La Rouennaise Lady Arlette remet la main à la guitare
La Rouennaise sort « Chics et désinvoltes », un neuvième album tout en poésie et en délicatesse.
Toute une histoire musicale
Annabelle Cavallin est professeure de français dans un collège de Rouen. Après les cours, elle troque le stylo pour la guitare et enfile le costume de Lady Arlette, rockeuse et poète à la fois. Sur son tableau apparaissent souvent des citations. Ce sont aussi bien les mots d’un philosophe que ceux d’un ami libraire.
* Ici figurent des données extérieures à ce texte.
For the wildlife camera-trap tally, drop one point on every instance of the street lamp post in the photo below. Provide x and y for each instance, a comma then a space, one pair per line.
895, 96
« Je joue de la musique depuis que j’ai 10 ans. Mon parrain faisait les bals, c’est lui qui m’a offert ma première guitare électrique pour ma communion. En 5e, j’avais déjà mon groupe », se souvient celle qui a poussé entre ses origines alsaciennes et le foyer familial de Montbéliard.
Au début des années 1990, elle débarque à Rouen et met du temps à trouver la bonne partition. Elle intègre la belle aventure de Claire et ses radis et découvre Gul de Boa au Bateau ivre, ou encore les premiers concerts de La Maison Tellier au Trianon Transatlantique. Des boussoles qui l’orientent alors toujours plus vers la scène.
Musicienne hyperactive
Ces seize dernières années, Lady Arlette a sorti neuf albums. Une belle régularité qui ne l’empêche pas de se produire très souvent sur scène, y compris avec ses autres projets musicaux : Lady Starlette, La Fugue, Fuckin’ Babel love…
« Avec « Chics et désinvoltes », je me suis autorisée à faire autre chose. Je n’ai plus besoin de m’afficher, j’ai assez de reconnaissance des musiciens que j’aime. J’ai l’impression d’arriver à un carrefour, mais je suis sereine », témoigne l’artiste rouennaise.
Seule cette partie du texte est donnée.